Nowy prezydent Andrzej Duda nie atakował Unii Europejskiej. Ten, kto teraz ostrzega przed prawicowym nacjonalizmem (w Polsce), pomija fakt, iż Polska osiągnęła wysoki stopień stabilizacji - pisze autor komentarza Thomas Schmid.

Jego zdaniem, Komorowski symbolizował Polskę, która "miała dość roli męczennika i tęskniła za dobrodziejstwami normalności", ucieleśniał Polskę, która "zaprzyjaźniła się z nowoczesnością", był "narodowy, ale nie nacjonalistyczny, konserwatywny, ale nie za bardzo". Szalone lata, kiedy to bracia Kaczyńscy uczynili z Polski europejski błędny ognik, wydawały się należeć do przeszłości - pisze Schmid.
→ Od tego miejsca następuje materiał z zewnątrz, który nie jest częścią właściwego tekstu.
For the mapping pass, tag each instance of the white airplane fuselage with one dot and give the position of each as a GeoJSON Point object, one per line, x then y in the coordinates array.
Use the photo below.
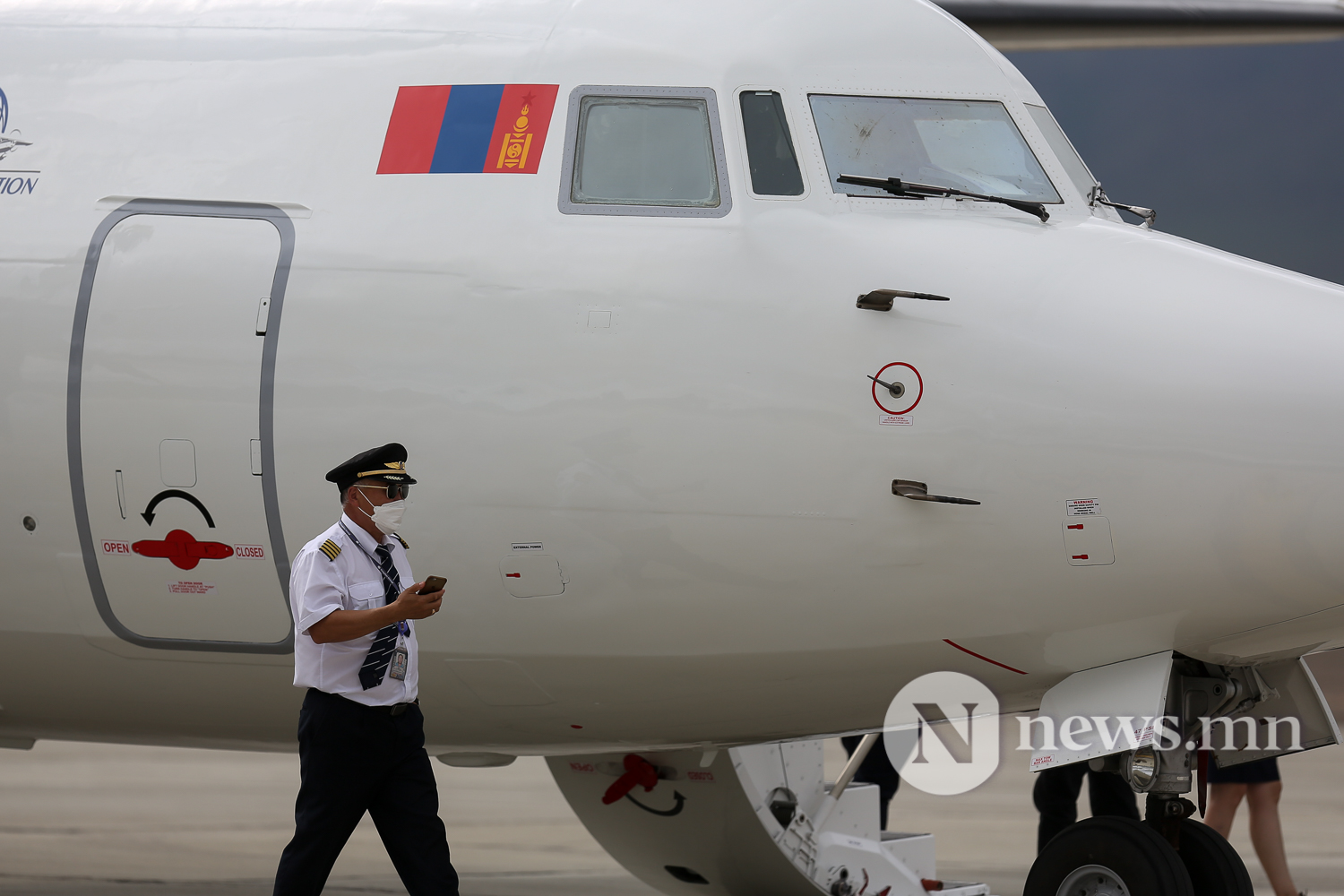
{"type": "Point", "coordinates": [677, 410]}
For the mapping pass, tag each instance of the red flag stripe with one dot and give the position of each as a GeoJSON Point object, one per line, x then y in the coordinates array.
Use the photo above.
{"type": "Point", "coordinates": [413, 131]}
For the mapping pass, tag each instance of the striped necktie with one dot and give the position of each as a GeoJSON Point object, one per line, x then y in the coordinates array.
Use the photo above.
{"type": "Point", "coordinates": [375, 665]}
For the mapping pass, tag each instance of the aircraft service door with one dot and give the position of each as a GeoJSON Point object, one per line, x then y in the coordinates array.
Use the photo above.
{"type": "Point", "coordinates": [169, 395]}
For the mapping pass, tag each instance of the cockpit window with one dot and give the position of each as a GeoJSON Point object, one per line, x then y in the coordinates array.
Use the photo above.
{"type": "Point", "coordinates": [774, 164]}
{"type": "Point", "coordinates": [644, 151]}
{"type": "Point", "coordinates": [970, 145]}
{"type": "Point", "coordinates": [1064, 150]}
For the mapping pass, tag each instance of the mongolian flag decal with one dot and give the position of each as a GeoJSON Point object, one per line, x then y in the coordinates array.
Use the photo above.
{"type": "Point", "coordinates": [494, 129]}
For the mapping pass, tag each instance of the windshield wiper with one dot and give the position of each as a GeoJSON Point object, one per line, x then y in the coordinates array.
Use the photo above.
{"type": "Point", "coordinates": [905, 190]}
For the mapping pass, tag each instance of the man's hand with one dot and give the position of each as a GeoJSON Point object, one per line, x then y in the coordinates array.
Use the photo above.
{"type": "Point", "coordinates": [347, 625]}
{"type": "Point", "coordinates": [410, 605]}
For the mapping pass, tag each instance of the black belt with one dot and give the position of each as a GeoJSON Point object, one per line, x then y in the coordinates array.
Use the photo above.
{"type": "Point", "coordinates": [395, 710]}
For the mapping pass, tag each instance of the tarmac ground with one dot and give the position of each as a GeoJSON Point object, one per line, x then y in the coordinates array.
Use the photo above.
{"type": "Point", "coordinates": [99, 820]}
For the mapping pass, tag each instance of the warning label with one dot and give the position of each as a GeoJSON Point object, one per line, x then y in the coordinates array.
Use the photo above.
{"type": "Point", "coordinates": [191, 587]}
{"type": "Point", "coordinates": [1082, 506]}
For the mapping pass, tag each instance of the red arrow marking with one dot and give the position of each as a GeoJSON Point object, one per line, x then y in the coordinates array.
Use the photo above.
{"type": "Point", "coordinates": [639, 772]}
{"type": "Point", "coordinates": [183, 549]}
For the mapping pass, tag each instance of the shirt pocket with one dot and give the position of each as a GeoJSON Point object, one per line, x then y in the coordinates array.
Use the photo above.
{"type": "Point", "coordinates": [366, 595]}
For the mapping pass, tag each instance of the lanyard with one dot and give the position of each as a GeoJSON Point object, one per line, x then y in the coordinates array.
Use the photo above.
{"type": "Point", "coordinates": [403, 626]}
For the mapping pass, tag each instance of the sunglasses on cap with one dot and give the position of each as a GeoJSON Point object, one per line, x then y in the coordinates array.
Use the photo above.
{"type": "Point", "coordinates": [394, 489]}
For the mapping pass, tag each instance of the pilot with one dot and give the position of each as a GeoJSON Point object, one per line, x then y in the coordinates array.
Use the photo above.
{"type": "Point", "coordinates": [360, 729]}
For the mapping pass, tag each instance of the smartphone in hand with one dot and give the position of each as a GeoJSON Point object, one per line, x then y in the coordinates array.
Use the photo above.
{"type": "Point", "coordinates": [433, 583]}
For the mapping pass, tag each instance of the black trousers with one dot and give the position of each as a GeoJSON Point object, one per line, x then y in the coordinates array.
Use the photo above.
{"type": "Point", "coordinates": [875, 769]}
{"type": "Point", "coordinates": [1055, 794]}
{"type": "Point", "coordinates": [357, 759]}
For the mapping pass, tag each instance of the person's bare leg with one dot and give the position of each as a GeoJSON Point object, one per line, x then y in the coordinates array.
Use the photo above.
{"type": "Point", "coordinates": [1268, 836]}
{"type": "Point", "coordinates": [1223, 801]}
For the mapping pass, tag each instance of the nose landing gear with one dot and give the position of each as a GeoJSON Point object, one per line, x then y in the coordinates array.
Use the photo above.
{"type": "Point", "coordinates": [1168, 855]}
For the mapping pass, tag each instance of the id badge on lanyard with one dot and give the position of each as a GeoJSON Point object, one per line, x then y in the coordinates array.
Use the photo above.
{"type": "Point", "coordinates": [401, 656]}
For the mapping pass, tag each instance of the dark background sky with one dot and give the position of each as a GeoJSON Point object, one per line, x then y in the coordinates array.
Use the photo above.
{"type": "Point", "coordinates": [1241, 148]}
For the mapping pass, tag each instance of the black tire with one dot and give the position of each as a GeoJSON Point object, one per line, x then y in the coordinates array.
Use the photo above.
{"type": "Point", "coordinates": [1129, 850]}
{"type": "Point", "coordinates": [1215, 869]}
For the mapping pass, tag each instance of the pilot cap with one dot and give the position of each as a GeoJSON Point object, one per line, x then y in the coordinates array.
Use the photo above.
{"type": "Point", "coordinates": [386, 462]}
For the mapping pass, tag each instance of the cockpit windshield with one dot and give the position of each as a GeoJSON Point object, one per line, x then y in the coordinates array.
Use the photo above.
{"type": "Point", "coordinates": [970, 145]}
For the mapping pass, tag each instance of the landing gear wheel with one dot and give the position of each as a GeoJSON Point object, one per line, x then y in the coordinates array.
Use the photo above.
{"type": "Point", "coordinates": [1107, 857]}
{"type": "Point", "coordinates": [1215, 869]}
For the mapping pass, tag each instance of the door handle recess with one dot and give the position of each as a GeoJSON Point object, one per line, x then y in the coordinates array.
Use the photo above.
{"type": "Point", "coordinates": [882, 300]}
{"type": "Point", "coordinates": [919, 492]}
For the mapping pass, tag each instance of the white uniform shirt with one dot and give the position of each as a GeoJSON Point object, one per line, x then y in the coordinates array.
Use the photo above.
{"type": "Point", "coordinates": [320, 584]}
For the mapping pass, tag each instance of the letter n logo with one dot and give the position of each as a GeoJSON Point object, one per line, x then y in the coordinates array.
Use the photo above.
{"type": "Point", "coordinates": [943, 732]}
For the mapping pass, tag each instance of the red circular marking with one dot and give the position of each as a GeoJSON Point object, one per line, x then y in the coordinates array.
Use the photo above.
{"type": "Point", "coordinates": [917, 397]}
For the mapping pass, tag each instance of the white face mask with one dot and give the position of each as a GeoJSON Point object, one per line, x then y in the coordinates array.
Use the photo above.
{"type": "Point", "coordinates": [387, 517]}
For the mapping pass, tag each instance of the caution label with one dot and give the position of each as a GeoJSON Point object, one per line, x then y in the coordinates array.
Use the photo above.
{"type": "Point", "coordinates": [1082, 506]}
{"type": "Point", "coordinates": [191, 587]}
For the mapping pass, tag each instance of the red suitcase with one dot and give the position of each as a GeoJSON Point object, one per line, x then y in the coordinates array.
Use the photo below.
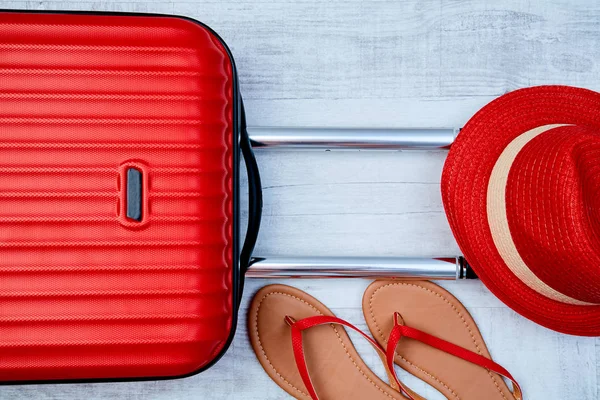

Komentator podkreśla, że tak rzeczywiście jest i wybór Dudy na prezydenta "niewiele zmieni". W przeciwieństwie do Kaczyńskiego - jak ocenia - Duda nie jest krzykaczem, podróżował po Polsce z "kosztownymi obietnicami", lecz ataków na UE nie było słychać. Hasłami podżegającymi w Polsce nie wygrywa się już wyborów - stwierdza autor. Według niego, Duda symbolizuje PiS, który stał się "łagodniejszy i bardziej umiarkowany".

Zdaniem Schmida, zwycięstwo Dudy nie może dziwić, ponieważ część Polski jest "konserwatywna, wiejska, katolicka i sceptyczna wobec postępu".

Jak zaznacza publicysta, można mieć nadzieję, że nowy prezydent będzie sprawował urząd z umiarem i sprawi, że w ruchu konserwatywnym dojdzie do zwrotu. W polityce zagranicznej głowa państwa będzie prawdopodobnie - jak przewiduje Schmid - kontynuować dotychczasową politykę, posługując się "trochę głośniejszym głosem".